High-profile artists work in the entertainment world, applying make-up for movie stars, television actors, or stage performers.  Artists can accent beauty or manufacture scars, bruises, and other special effects. More commonly, make-up artists and estheticians work for everyday clients, in the context of wellness spas or beauty salons.  They may also be hired to help clients prepare for special events, like proms and weddings. 
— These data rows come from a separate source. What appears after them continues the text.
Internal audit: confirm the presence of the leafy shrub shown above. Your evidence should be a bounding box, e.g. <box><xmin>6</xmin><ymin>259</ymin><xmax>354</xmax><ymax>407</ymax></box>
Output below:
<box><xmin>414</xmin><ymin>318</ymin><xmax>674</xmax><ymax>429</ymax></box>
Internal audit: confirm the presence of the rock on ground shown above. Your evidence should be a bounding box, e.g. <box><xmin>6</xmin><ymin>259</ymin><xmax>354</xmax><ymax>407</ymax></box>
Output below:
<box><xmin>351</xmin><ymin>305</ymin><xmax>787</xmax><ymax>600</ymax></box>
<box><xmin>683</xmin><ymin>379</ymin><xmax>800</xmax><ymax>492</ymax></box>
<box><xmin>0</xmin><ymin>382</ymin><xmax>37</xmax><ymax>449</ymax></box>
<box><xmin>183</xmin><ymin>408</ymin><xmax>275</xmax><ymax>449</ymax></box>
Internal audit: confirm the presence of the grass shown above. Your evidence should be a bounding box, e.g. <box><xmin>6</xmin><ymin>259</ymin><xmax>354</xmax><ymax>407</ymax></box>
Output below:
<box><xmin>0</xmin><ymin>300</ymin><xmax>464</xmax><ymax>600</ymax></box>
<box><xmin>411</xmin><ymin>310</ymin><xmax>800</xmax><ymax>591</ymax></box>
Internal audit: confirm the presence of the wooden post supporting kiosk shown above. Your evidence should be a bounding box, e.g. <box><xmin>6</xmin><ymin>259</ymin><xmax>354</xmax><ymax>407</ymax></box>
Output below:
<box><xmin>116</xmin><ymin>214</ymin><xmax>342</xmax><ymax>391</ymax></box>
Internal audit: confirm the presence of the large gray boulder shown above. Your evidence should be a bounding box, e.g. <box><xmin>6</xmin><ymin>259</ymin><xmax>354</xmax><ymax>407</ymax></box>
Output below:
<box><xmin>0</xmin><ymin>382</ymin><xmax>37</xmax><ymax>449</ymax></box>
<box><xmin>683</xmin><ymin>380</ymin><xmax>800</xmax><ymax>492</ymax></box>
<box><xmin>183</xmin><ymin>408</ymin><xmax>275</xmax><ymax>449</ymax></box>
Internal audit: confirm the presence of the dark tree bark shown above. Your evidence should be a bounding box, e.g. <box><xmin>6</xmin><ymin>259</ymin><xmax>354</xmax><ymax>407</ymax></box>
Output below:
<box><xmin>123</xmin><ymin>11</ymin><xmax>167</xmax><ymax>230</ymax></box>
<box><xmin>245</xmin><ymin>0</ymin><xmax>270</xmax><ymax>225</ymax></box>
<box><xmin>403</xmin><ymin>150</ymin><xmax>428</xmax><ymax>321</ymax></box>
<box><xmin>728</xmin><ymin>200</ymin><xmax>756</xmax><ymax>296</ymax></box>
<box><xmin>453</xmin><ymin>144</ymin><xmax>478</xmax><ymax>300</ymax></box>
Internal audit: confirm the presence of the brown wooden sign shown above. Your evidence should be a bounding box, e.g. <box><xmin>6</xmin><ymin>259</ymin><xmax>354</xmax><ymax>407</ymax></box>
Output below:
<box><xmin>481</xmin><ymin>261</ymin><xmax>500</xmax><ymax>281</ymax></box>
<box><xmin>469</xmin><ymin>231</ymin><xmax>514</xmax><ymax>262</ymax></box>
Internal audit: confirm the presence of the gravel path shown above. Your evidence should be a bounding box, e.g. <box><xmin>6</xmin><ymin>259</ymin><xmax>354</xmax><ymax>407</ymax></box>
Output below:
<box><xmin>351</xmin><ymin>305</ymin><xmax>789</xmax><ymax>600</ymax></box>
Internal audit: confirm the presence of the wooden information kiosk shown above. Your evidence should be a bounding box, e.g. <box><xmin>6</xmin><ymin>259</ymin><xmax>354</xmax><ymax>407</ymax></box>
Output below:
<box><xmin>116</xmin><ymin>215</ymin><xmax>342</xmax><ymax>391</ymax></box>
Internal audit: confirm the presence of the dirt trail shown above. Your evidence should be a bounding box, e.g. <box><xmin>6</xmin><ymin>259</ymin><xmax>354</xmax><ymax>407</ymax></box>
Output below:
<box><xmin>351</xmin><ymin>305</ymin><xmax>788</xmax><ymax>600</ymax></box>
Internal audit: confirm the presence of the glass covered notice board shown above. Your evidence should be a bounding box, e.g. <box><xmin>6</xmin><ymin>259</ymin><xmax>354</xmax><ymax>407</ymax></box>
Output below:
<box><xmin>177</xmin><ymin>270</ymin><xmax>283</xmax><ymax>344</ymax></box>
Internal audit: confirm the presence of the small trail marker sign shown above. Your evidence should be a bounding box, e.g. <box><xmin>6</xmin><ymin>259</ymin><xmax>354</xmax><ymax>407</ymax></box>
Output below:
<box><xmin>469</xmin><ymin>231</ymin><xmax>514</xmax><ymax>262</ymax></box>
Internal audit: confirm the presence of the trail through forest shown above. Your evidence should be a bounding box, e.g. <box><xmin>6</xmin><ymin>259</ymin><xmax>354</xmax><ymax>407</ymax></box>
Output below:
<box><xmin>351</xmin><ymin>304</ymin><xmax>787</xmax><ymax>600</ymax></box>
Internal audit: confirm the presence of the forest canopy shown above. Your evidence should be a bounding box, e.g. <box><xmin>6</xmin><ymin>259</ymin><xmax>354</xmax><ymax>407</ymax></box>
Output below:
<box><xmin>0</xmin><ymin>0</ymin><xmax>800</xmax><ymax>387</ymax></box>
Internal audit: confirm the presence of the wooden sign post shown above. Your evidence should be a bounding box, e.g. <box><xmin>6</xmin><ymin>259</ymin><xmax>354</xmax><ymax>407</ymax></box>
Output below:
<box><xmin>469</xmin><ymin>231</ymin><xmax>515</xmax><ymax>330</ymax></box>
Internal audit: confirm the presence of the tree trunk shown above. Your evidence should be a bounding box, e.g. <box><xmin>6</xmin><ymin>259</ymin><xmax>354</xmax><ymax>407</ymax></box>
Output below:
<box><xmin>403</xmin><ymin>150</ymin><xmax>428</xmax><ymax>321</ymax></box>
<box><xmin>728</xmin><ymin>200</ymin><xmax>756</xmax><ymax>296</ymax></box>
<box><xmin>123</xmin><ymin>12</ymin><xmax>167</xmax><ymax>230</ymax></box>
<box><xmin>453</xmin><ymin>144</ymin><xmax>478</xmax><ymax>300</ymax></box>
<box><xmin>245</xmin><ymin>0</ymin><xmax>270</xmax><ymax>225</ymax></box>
Similar to graphic designers and copywriters, make-up artists build success based on reputation, so a good portfolio and a loyal clientele are essential. Estheticians are expected to see a large increase in employment over the next several years. As reported by the BLS, demand for such professionals is expected to grow by 20 percent, exceeding most other fields, primarily due to increased population and the cosmetic needs of baby boomers and young people.

Architect

Take a walk around your city or town and you’re looking at the artwork of an architect. The job of an architect is to not only design buildings and other structures aesthetically, but to also ensure they’re functional, economical, and safe. According to the Bureau of Labor Statistics, in 2008,there were around 141,000 architecture-related jobs in the U.S., mostly in architectural and engineering roles but also for residential and non-residential building firms as well as for government agencies. Many in the field are self-employed.

Architects tend to complete more formal schooling than some other creative professionals. Five-year programs and master degrees in architecture are common credentials in the field. The BLS also reported in 2008 that the average architect made $76,750 a year.